Pläne gegen Altersarmut:Was Sie über die Zuschussrente wissen müssen

Lesezeit: 4 min

Ein Alterseinkommen oberhalb der Grundsicherung: Das haben FDP und CDU im Koalitionsvertrag vereinbart. Doch besonders Menschen, die wenig verdienen, werden eines Tages nur noch minimale Renten erhalten. Warum sind so viele trotzdem gegen die von Sozialministerin von der Leyen geplante Zuschussrente? Antworten auf die wichtigsten Fragen.

Thomas Öchsner

Im Koalitionsvertrag von Union und FDP steht ein bemerkenswerter Satz: "Wir wollen, dass diejenigen, die ein Leben lang Vollzeit gearbeitet und vorgesorgt haben, ein Alterseinkommen oberhalb der Grundsicherung erhalten." Bundesarbeitsministerin Ursula von der Leyen (CDU) versucht nun, mit ihrer Zuschussrente für Geringverdiener dies umzusetzen. In einem Brief an junge Unionsabgeordnete warnt sie eindringlich: "Wenn wir jetzt nicht umsteuern, wird es (. . .) kein Ausnahmefall mehr sein, dass Niedrigverdiener, die Jahrzehnte gearbeitet, in die Rentenkasse eingezahlt und ihr ganzes Erwerbsleben unabhängig von staatlicher Hilfe bewältigt haben, mit dem Tag des Renteneintritts den Gang zum Sozialamt antreten müssen." Harte Sätze. Aber stimmen sie? Droht wirklich in knapp 20 Jahren die Massenarmut im Alter? Und warum sind so viele trotzdem gegen die Zuschussrente? Die SZ beantwortet die wichtigsten Fragen.

Warum droht in Zukunft Millionen Rentnern die Altersarmut?

Das liegt zum großen Teil an der beschlossenen Senkung des Rentenniveaus, welche die Beiträge für die Jüngeren langfristig bezahlbar halten soll. Von 2003 bis 2030 sinkt das Niveau um 16 Prozent, rechnet von der Leyen vor. Es gibt an, wie viel Prozent ein Durchschnittsverdiener mit 2600 Euro brutto von seinem Monatsgehalt an Rente herausbekommt, wenn er 45 Jahre lang die entsprechenden Beiträge bezahlt hat. Derzeit liegt dieser Wert bei knapp 51 Prozent. Bis 2030 wird er auf 43 Prozent fallen. 2011 hätte er so eine Rente von 1236 Euro erhalten. Nach der Absenkung des Rentenniveaus auf 43 Prozent wären es nach heutigen Maßstäben nur noch 989 Euro - vor Steuern.
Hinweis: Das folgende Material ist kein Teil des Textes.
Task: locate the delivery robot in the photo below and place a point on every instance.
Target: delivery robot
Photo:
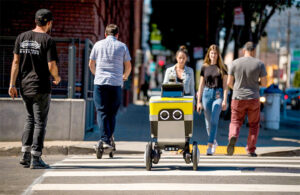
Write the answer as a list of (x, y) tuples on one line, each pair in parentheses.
[(171, 125)]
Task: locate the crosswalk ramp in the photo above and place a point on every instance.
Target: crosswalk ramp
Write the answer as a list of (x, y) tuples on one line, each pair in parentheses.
[(126, 174)]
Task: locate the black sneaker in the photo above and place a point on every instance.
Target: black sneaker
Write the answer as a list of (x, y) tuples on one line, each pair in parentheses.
[(38, 163), (25, 159), (230, 146), (252, 154)]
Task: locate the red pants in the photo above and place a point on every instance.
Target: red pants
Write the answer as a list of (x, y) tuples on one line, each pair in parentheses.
[(239, 108)]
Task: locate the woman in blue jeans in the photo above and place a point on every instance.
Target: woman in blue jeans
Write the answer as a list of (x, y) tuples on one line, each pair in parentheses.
[(212, 94)]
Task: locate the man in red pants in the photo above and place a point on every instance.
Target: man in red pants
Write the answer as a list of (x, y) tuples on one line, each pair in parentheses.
[(244, 77)]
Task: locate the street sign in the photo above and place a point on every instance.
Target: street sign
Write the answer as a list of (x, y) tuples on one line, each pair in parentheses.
[(239, 17), (295, 62)]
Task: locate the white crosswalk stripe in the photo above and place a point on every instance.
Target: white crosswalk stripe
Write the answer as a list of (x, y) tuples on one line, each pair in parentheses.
[(78, 173)]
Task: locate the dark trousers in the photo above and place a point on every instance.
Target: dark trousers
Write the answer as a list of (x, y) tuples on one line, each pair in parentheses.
[(107, 101), (37, 108), (239, 108)]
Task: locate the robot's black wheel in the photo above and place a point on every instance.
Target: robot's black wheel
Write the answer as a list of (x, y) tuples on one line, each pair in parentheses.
[(195, 156), (148, 156)]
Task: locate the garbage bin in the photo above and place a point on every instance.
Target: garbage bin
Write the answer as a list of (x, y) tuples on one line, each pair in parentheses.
[(272, 107)]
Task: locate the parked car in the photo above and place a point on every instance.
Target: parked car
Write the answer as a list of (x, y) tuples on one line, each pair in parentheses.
[(295, 101)]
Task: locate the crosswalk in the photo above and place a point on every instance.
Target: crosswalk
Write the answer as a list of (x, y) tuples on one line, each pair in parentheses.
[(126, 174)]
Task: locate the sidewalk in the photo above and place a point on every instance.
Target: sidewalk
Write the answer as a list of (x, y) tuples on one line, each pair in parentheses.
[(133, 132)]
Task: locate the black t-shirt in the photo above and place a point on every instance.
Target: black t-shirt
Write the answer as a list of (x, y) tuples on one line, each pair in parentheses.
[(212, 76), (35, 50)]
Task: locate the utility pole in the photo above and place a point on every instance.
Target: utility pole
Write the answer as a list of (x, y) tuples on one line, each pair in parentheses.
[(288, 64), (207, 23)]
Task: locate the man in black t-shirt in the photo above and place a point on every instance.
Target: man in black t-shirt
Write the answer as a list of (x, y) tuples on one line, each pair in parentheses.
[(35, 58)]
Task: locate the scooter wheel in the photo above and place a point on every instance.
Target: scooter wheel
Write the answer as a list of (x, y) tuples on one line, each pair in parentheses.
[(99, 151), (148, 156), (195, 156)]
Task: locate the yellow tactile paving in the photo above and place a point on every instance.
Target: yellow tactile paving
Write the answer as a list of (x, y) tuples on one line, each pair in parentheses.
[(222, 149)]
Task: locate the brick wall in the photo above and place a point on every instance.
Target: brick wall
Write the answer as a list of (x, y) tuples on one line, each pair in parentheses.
[(78, 19)]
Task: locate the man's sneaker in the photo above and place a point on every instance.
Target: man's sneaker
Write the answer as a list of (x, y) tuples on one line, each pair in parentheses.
[(107, 145), (25, 159), (214, 147), (252, 154), (209, 151), (38, 163), (230, 146)]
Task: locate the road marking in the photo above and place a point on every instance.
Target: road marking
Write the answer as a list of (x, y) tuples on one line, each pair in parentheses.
[(180, 159), (169, 187), (180, 156), (164, 173), (172, 164)]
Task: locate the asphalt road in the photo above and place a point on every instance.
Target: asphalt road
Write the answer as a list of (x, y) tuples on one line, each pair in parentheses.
[(126, 174)]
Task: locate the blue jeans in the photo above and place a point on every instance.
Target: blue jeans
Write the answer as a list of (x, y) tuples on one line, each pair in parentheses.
[(212, 105), (37, 107), (107, 101)]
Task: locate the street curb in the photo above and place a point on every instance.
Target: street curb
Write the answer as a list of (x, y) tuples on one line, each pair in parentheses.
[(75, 150)]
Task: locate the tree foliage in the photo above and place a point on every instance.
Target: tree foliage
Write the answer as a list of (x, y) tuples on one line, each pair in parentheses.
[(199, 23)]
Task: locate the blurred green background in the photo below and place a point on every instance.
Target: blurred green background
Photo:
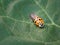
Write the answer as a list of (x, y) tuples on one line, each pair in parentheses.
[(16, 27)]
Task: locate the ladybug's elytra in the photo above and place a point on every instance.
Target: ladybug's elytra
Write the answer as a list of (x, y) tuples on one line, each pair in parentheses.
[(37, 20)]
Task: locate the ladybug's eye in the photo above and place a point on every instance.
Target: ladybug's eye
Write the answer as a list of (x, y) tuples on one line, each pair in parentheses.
[(35, 21)]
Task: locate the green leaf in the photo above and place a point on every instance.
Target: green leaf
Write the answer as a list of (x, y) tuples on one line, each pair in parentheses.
[(16, 27)]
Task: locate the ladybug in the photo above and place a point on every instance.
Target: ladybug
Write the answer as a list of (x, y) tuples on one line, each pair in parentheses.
[(37, 20)]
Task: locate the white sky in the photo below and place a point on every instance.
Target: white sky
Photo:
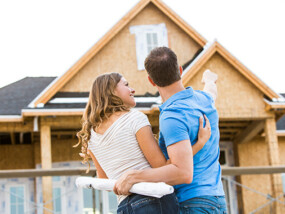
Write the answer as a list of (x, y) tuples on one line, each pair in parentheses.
[(45, 38)]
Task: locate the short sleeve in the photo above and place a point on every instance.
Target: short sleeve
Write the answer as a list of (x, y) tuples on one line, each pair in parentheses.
[(139, 120), (173, 128)]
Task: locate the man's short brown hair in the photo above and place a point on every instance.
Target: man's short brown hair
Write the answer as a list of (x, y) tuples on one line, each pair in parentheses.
[(162, 66)]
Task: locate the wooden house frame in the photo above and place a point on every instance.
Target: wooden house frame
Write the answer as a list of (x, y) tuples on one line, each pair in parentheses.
[(247, 116)]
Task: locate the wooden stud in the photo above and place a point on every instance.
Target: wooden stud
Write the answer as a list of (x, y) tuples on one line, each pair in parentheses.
[(273, 152), (250, 132), (46, 162)]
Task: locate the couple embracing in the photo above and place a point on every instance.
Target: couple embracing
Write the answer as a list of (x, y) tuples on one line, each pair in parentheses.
[(121, 144)]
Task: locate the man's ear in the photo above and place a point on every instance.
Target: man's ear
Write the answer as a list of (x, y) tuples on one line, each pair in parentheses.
[(150, 80), (181, 70)]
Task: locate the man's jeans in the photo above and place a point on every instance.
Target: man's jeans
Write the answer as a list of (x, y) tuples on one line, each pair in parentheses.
[(139, 204), (204, 204)]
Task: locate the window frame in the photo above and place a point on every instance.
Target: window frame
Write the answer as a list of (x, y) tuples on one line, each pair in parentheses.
[(8, 208)]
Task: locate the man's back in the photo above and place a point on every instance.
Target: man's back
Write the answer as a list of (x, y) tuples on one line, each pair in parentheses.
[(180, 117)]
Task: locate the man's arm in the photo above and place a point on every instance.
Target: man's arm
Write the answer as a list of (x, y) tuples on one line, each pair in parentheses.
[(178, 172), (210, 79)]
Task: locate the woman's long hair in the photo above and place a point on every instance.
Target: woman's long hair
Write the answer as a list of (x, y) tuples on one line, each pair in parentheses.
[(101, 105)]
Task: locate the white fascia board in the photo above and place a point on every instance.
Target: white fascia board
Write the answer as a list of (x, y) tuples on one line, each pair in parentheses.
[(54, 110), (206, 47), (276, 102), (32, 104), (8, 118), (85, 100)]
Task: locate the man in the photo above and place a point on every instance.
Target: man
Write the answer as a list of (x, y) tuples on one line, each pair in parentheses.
[(198, 186)]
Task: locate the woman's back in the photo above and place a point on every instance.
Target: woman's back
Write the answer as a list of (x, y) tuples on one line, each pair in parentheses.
[(117, 149)]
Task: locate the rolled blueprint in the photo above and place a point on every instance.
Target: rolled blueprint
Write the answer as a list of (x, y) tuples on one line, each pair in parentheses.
[(144, 188)]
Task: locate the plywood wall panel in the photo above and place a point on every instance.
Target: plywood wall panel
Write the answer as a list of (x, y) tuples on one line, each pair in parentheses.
[(254, 153), (237, 96), (119, 55)]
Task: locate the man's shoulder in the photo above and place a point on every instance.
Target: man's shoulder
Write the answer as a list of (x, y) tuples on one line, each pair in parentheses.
[(171, 112), (204, 94)]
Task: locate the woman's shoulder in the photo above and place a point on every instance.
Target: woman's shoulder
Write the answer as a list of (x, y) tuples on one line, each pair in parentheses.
[(135, 112)]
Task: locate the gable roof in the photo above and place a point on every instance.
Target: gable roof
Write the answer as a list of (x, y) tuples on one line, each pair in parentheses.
[(62, 80), (18, 95), (215, 47)]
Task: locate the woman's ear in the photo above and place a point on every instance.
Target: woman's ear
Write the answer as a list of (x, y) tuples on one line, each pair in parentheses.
[(151, 82)]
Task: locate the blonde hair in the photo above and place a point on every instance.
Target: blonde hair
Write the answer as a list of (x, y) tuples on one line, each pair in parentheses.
[(102, 103)]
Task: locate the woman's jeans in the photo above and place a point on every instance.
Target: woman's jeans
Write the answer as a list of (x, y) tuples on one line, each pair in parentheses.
[(204, 204), (139, 204)]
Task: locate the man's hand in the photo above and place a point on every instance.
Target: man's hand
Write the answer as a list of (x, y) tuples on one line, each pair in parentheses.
[(124, 183), (209, 76)]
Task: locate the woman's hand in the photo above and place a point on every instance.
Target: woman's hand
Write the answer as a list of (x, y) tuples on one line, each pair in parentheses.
[(124, 183), (204, 132)]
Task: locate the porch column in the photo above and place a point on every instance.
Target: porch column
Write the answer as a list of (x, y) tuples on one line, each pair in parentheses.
[(273, 153), (46, 164)]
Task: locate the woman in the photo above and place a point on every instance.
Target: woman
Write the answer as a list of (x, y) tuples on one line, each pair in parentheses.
[(119, 138)]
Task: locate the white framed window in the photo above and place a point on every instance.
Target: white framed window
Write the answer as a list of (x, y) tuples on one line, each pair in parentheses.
[(17, 199), (148, 37)]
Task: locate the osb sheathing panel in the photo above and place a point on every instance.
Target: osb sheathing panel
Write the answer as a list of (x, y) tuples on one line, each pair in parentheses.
[(62, 150), (17, 157), (254, 154), (281, 144), (119, 55), (237, 96)]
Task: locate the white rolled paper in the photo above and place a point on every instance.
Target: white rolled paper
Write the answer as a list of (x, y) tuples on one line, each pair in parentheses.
[(144, 188)]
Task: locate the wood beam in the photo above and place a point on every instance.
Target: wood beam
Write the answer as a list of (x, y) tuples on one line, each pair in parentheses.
[(273, 154), (226, 171), (62, 122), (46, 162), (233, 124), (16, 127), (250, 132)]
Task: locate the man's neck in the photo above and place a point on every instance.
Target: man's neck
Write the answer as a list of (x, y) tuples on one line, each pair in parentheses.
[(168, 91)]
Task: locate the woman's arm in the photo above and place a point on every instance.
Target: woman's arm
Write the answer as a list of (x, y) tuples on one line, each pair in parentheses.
[(152, 151), (203, 135), (150, 147), (100, 171)]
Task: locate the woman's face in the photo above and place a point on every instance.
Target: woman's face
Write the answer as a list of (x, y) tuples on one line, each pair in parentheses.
[(125, 92)]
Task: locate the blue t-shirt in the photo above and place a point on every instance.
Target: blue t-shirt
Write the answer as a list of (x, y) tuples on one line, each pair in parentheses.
[(179, 120)]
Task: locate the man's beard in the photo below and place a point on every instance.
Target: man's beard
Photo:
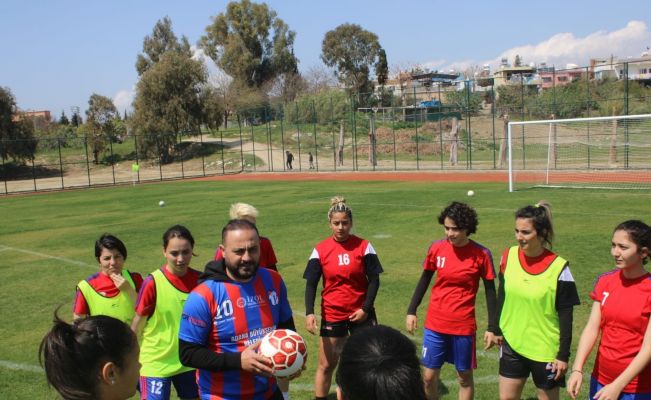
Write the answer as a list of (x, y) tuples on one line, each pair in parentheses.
[(243, 271)]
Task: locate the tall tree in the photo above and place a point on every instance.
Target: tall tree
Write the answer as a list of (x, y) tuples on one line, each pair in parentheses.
[(212, 107), (161, 41), (63, 120), (76, 119), (168, 103), (250, 43), (16, 132), (382, 68), (351, 51), (100, 116)]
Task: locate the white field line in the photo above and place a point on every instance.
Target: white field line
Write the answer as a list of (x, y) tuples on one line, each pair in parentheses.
[(20, 367), (299, 313), (481, 380), (43, 255)]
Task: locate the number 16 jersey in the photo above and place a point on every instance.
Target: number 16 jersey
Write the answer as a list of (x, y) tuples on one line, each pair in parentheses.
[(345, 267)]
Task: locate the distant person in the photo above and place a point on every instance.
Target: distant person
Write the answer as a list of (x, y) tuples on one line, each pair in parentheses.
[(92, 358), (536, 298), (350, 269), (379, 363), (158, 311), (290, 159), (112, 291), (450, 325), (620, 315), (226, 316)]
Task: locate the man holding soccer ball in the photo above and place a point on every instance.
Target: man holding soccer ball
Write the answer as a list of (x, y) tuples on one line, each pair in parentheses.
[(225, 317)]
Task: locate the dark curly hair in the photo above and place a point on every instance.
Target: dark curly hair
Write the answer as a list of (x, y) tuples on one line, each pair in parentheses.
[(638, 232), (540, 215), (462, 214)]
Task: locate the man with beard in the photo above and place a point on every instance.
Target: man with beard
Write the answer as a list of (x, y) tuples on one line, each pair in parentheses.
[(227, 314)]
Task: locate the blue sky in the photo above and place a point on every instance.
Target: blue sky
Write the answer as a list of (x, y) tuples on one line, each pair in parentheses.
[(56, 53)]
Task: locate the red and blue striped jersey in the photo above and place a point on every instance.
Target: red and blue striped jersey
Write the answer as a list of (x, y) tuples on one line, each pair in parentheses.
[(227, 317)]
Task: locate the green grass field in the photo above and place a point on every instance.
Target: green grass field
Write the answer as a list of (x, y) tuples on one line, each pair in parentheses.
[(46, 244)]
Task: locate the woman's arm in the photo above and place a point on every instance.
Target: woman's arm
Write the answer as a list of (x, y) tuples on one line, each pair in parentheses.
[(138, 323), (411, 322), (586, 344), (612, 390)]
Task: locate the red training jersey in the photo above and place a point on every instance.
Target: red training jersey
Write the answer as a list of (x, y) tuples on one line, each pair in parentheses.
[(344, 266), (103, 285), (146, 302), (625, 310), (267, 254), (458, 270)]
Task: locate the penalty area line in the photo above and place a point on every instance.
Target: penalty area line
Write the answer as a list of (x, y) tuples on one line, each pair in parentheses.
[(19, 367), (43, 255)]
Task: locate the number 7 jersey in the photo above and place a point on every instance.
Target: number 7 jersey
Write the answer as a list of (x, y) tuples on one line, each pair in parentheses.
[(345, 267)]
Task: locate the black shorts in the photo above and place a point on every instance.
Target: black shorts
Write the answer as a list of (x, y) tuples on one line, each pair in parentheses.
[(344, 328), (516, 366)]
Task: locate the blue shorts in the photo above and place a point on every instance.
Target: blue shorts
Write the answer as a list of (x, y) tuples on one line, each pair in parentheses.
[(459, 350), (596, 386), (185, 384)]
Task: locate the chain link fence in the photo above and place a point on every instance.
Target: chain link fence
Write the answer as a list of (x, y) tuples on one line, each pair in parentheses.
[(458, 125)]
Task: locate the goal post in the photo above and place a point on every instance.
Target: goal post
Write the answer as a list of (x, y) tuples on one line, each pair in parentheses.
[(599, 152)]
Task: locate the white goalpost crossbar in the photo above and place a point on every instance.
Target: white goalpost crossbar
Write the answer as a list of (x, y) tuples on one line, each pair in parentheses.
[(581, 152)]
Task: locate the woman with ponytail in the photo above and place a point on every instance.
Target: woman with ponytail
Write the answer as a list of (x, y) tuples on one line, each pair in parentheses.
[(351, 279), (92, 358), (535, 302)]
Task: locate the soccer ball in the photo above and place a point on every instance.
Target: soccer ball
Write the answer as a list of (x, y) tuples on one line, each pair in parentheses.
[(286, 349)]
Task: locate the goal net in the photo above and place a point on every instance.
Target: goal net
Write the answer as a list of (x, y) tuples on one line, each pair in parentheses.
[(601, 152)]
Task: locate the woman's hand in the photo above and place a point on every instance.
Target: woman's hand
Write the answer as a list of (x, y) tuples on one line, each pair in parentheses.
[(574, 383), (608, 392), (411, 323), (358, 316), (489, 340), (560, 367), (254, 362), (310, 323)]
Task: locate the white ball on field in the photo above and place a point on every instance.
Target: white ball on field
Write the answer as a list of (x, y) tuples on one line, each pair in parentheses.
[(286, 349)]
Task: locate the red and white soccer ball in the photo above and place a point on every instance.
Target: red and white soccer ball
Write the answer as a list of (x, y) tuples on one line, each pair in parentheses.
[(286, 349)]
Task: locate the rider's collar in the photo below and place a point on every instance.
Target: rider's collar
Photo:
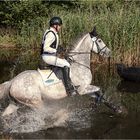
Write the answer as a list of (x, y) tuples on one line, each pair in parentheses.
[(52, 29)]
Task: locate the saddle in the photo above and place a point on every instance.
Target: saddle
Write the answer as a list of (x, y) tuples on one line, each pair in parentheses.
[(47, 73)]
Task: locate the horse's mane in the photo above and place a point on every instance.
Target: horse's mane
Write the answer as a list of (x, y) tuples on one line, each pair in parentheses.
[(75, 42)]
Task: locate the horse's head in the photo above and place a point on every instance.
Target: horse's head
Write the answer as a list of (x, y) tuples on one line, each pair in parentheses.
[(99, 46)]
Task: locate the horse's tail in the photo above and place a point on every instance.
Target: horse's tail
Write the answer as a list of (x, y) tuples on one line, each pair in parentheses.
[(4, 89)]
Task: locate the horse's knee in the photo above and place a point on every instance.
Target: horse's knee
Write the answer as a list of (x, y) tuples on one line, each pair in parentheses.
[(9, 110)]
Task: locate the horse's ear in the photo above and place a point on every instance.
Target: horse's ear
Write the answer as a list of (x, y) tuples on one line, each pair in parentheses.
[(93, 33)]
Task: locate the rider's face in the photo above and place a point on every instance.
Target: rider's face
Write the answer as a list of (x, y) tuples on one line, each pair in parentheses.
[(57, 27)]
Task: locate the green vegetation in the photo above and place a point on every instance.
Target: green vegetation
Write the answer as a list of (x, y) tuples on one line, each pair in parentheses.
[(117, 21)]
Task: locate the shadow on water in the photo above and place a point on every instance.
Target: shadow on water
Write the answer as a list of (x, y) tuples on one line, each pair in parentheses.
[(82, 120)]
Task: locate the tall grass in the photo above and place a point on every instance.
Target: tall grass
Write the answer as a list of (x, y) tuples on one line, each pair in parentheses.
[(117, 23)]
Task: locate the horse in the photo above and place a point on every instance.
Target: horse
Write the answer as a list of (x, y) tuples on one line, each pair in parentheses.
[(32, 87)]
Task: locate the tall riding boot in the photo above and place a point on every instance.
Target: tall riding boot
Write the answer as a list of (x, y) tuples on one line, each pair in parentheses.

Für welche Bevölkerungsgruppen ist das Armutsrisiko im Alter am größten?

Es gibt etwa sieben bis acht Millionen Menschen, die im Niedriglohnsektor arbeiten und nur geringe Beiträge in die Rentenversicherung einzahlen. Ihnen allen drohen Mini-Renten nicht einmal auf dem Niveau der staatlichen Grundsicherung.

Wer ist noch gefährdet?

Dies gilt auch für die erwerbsfähigen Hartz-IV-Empfänger, für die der Staat kein Geld mehr in die Rentenkasse überweist. Betroffen sind dabei besonders diejenigen, die zwei Jahre und länger von der staatlichen Hilfe leben. Ihre Zahl beläuft sich allein auf 2,69 Millionen. Ein höheres Armutsrisiko gibt es außerdem für die wachsende Zahl der Solo-Selbständigen ohne Angestellte, die wenig Geld verdienen und deshalb nicht fürs Alter vorsorgen. Das Deutsche Institut für Wirtschaftsforschung prognostiziert: Vor allem in Ostdeutschland könnte die Armut im Ruhestand zunehmen. Dies gelte besonders für die Jahrgänge 1957 bis 1961 bei den Männern und 1962 bis 1966 bei den Frauen.

Wie viele Rentner sind arm?

Amtlich gelten nur 2,5 Prozent der gut 20 Millionen Rentner als arm, weil sie mit ihrem Einkommen unter der Grundsicherung liegen. Ende 2010 waren dies mehr als 400 000 Menschen, die 65 Jahre und älter waren. Im Durchschnitt erhielten sie 688 Euro im Monat zum Leben und Wohnen. Hinzu kommen knapp 385 000 voll erwerbsgeminderte Personen, die von der Grundsicherung leben. Sie mussten vorzeitig aufhören zu arbeiten, weil sie krank waren. Insgesamt ist die Zahl der Grundsicherungsempfänger 2010 im Vergleich zum Vorjahr um 4,3 Prozent gestiegen.

Was sagt die Arbeitsministerin?

Von der Leyen warnt: Um in 35 Arbeitsjahren eine Rente über der Grundsicherung zu erzielen, "müsste ein junger Mensch von heute an in Vollzeit und konstant monatlich 2500 Euro brutto verdienen". Alle anderen seien Kandidaten für das Sozialamt.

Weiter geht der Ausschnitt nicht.